One strength of drug treatment for OCD is good evidence for its effectiveness. There is clear evidence to show that SSRIs reduce symptom severity and improve the quality of life for people with OCD. For example, Soomro et al. (2009) reviewed 17 studies that compared SSRIs to placebos in the treatment of OCD. All 17 studies showed significantly better outcomes for SSRIs than for the placebo conditions. Typically symptoms reduce for around 70% of people taking SSRIs. For the remaining 30%, most can be helped by either alternative drugs or combinations of drugs and psychological therapies.This means typically drugs are helpful.

99
Q

What is a counterpoint to evidence of effectiveness for drug treatments of OCD

A

There is some evidence to suggest that even if drug treatments are helpful for most people with OCD they may not be the most effective treatments available. Skapinakis et al. (2016) carried out a systematic review of outcome studies and concluded that both cognitive and behavioural (exposure) therapies were more effective than SSRIs in the treatment of OCD. This means that drugs may not be the optimum treatment for OCD.

100
Q

What is a limitation to drug treatments of OCD (serious side effects)

A

One limitation of drug treatments for OCD is that drugs can have potentially serious side-effects. Although drugs such as SSRIs help most people, a small minority will get no benefit. Some people also experience side -effects such as indigestion. blurred vision and loss of sex drive. These side-effects are usually temporary, however they can be quite distressing for people and for a minority they are long-lasting. For those taking the tricyclic clomipramine, side -effects are more common and can be more serious. For example more than 1 in 10 people experience erection problems and weight gain, 1 in 100 become aggressive and experience heart-related problems. This means that some people have a reduced quality of life as a result of taking drugs and may stop taking them altogether, meaning the drugs cease to be effective.

101
Q

What is a strength of systematic desensitisation (evidence of effectiveness)

A

One strength of systematic desensitisation (SD) is the evidence base for its effectiveness.
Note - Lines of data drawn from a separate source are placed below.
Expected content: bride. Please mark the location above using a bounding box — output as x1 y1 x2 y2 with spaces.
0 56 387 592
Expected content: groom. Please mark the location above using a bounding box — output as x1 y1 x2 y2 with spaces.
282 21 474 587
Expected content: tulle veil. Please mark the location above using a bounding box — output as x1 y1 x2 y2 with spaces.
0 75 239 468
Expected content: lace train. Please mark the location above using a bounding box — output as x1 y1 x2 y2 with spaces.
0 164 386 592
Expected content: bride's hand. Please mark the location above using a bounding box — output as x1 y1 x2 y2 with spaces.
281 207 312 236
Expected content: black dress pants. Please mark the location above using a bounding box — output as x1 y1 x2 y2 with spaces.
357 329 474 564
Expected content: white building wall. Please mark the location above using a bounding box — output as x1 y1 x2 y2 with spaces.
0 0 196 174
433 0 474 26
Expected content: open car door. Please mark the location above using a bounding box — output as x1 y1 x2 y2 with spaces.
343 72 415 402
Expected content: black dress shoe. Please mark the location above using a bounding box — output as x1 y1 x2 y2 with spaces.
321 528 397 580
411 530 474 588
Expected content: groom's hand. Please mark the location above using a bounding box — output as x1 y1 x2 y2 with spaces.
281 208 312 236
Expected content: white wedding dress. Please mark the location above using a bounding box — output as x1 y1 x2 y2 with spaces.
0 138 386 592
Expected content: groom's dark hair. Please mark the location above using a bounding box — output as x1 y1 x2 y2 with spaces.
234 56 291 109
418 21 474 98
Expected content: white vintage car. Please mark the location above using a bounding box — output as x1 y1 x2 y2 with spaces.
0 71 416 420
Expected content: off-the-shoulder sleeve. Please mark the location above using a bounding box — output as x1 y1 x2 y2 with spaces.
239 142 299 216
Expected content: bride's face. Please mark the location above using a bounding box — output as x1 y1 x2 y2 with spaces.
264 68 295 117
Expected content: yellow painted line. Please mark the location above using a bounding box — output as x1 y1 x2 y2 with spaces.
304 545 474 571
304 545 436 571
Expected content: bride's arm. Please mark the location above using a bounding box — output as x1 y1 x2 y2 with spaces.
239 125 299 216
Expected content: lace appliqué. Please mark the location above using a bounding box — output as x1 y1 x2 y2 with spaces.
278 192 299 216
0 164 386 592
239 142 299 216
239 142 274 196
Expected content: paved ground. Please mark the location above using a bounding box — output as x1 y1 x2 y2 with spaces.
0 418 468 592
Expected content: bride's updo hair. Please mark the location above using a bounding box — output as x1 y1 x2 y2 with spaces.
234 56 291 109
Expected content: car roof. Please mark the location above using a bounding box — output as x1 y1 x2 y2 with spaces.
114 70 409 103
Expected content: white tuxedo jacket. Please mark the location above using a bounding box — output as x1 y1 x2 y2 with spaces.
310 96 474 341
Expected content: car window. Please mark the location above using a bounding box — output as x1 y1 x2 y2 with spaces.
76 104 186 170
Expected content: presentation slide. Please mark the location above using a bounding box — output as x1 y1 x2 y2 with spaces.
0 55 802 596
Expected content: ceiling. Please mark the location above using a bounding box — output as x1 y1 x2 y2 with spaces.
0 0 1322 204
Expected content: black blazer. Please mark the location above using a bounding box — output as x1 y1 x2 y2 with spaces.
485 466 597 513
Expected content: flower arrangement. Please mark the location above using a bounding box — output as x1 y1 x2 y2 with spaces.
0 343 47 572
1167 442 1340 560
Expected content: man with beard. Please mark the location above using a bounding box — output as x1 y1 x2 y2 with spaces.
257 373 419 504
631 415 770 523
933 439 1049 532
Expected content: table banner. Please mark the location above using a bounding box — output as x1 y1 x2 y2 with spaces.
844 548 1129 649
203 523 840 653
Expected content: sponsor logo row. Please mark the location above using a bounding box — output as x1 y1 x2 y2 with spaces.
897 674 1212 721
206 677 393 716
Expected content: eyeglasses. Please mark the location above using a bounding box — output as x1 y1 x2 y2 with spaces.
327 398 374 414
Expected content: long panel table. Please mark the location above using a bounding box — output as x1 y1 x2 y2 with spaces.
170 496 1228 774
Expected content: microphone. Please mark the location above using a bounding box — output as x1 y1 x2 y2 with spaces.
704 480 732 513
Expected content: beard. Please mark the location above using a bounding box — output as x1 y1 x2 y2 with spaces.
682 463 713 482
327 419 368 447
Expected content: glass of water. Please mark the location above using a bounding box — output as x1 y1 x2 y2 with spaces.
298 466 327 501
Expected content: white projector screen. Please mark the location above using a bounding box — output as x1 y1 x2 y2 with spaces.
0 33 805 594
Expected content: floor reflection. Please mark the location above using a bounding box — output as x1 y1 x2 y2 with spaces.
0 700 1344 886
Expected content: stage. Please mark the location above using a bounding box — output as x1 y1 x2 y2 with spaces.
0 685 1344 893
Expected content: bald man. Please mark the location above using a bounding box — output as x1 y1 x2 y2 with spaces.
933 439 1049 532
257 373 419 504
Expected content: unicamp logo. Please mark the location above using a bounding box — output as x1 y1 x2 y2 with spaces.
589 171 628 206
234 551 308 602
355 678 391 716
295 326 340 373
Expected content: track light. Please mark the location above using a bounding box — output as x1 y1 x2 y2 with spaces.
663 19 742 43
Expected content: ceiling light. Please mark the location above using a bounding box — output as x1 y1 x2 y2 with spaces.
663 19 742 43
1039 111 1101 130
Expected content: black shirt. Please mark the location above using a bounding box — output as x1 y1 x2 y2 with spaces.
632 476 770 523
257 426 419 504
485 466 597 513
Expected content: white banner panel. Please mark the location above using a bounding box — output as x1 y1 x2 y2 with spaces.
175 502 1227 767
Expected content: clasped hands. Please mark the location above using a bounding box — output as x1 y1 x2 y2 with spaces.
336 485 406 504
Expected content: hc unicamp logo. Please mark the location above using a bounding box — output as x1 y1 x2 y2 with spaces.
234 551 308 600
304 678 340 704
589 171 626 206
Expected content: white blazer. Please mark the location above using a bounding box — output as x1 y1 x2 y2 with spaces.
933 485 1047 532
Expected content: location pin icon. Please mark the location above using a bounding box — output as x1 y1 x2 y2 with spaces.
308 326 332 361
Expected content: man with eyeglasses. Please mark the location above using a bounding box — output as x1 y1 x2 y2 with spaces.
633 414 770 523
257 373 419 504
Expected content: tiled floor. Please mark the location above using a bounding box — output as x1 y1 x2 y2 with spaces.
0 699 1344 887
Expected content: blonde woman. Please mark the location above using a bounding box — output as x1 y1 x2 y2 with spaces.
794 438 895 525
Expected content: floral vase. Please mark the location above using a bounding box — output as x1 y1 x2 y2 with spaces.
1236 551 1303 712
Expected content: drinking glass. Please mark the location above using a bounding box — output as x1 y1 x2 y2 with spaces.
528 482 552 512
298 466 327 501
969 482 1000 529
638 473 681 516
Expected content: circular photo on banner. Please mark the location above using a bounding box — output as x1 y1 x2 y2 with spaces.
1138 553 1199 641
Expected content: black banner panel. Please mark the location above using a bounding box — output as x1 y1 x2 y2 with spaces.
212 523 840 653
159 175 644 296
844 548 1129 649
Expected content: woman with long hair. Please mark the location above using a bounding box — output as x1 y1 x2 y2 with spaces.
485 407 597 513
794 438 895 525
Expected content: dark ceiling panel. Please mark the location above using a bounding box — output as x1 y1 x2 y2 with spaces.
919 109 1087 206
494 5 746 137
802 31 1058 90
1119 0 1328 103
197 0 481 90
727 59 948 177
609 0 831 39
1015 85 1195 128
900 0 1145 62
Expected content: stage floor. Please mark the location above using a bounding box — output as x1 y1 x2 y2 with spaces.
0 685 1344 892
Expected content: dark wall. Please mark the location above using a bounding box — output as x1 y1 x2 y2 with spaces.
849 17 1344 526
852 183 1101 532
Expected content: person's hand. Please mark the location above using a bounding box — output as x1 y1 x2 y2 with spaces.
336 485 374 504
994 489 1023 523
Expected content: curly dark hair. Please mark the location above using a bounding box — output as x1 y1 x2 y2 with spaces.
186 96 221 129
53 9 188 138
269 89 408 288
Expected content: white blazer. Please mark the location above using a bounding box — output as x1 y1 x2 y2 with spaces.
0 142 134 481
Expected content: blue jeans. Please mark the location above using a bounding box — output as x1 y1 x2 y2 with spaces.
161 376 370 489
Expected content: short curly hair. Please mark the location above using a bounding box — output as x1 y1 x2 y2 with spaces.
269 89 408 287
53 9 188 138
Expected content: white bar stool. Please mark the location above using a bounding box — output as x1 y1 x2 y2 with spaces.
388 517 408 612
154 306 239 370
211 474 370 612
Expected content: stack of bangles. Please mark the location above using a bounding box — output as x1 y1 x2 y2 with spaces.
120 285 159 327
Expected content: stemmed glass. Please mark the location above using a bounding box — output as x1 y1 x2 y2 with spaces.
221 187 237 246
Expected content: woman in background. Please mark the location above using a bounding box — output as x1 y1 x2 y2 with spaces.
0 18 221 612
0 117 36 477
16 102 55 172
Gilroy et al. (2003) followed up 42 people who had SD for spider phobia in three 45-minute sessions. At both three and 33 months, the SD group were less fearful than a control group treated by relaxation without exposure. In a recent review Wechsler et al. (2019) concluded that SD is effective for specific phobia, social phobia and agoraphobia. This means that SD is likely to be helpful for people with phobias.